Most financial institutions have rate sheets that provide pricing guidance for various loan products. Loan pricing is often in the form of a matrix in which the appropriate rate is determined by a combination of two or more values.

The graphic below provides an example. As shown, the rate is 6.0 for a loan < $5,000 to a customer with a credit score between 700 – 749, and 7.0 for a loan < $5,000 to a customer with a credit score of 650 – 699.

Since the rate varies in this case by credit score and loan amount, these factors obviously must be taken into account in order to conduct a regression analysis of loan pricing. A question often arises as to how these factors should be operationalized into the model.

It is obvious that credit score and the amount of the loan are factors that determine the rate that is charged. However, we further see that the size of the rate adjustments for score depends on the loan amount and vice versa. The actual rate is determined by the combination of these two factors; hence, they are not independent.

One thing that is commonly misunderstood with regression analysis, in general, and fair lending, specifically, is that models must be fit to the data. The answer then is one that most don’t like to hear—it depends. Let’s, however, examine some of the considerations.

First, we need to consider the total sample size. In a large sample, in general, we will have more latitude to use a larger number of variables. In a small sample, we will have less flexibility. Second, what is the target and control group distribution? Even if the total sample size is large, if the numbers within either group are small, this imposes further restrictions on what can be done. Third, we need to consider the distribution of the data. For example, if some of the cells on the rate sheet have very few observations, this needs to be considered as well.

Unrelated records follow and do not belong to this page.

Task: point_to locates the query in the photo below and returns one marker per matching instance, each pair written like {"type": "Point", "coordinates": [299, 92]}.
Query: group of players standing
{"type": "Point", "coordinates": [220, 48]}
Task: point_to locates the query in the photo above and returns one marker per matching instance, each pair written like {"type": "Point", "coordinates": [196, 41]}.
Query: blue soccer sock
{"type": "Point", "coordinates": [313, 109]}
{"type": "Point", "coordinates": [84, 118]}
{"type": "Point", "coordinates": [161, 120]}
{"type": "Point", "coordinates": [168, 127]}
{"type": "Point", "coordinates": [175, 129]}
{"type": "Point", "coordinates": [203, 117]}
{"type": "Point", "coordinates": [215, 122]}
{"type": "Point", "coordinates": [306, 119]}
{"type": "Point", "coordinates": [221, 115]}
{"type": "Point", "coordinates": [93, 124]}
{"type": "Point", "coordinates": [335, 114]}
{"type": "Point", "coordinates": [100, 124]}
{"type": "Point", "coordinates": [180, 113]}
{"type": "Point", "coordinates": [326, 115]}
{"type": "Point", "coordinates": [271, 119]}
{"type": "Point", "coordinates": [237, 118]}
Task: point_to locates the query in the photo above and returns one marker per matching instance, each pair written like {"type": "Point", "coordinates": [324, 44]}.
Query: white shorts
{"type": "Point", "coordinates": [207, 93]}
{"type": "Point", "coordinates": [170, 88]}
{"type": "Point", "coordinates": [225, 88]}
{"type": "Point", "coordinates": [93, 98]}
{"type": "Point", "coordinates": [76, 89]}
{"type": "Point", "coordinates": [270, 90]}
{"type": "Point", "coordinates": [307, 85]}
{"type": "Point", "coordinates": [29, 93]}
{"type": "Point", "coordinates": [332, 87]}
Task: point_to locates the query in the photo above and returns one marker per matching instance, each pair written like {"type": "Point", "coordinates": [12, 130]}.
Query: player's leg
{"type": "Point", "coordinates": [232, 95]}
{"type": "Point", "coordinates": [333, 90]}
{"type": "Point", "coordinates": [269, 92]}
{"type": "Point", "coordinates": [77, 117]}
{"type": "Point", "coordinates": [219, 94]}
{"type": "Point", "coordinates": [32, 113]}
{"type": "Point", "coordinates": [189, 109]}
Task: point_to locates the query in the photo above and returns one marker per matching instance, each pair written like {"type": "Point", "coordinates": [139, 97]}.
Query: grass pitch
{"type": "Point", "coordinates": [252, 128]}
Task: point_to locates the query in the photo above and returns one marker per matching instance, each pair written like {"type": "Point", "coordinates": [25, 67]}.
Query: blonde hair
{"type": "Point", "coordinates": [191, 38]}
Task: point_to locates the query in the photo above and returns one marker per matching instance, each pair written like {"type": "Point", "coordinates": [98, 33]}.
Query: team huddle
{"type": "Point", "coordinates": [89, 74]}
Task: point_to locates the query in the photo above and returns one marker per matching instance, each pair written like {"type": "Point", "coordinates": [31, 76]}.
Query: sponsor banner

There may be very few observations in the lower or upper score categories, for instance, even though the sample being examined is adequate. These issues are critical as they can have consequences on the model’s output as well as the conclusions drawn from the parameter estimates. One consequence is straight forward and that relates to the conclusion drawn from the model results. We have to understand that as we add a large number of categorical variables to the model, the sample size for the target and control groups can be depleted very quickly.

This means that any conclusion drawn may not be valid which, of course, in the fair lending space is absolutely critical.

A second consequence is one that should be considered generally because it can extend to other issues with the data as well as violation of certain assumptions of the regression model(s), and that is how individual software packages may handle data problems. Collinearity, for example, is an issue that different software packages may handle differently; and it can drastically affect the regression output and, in some instances, yield inaccurate results. (We will address a specific example in a future post.)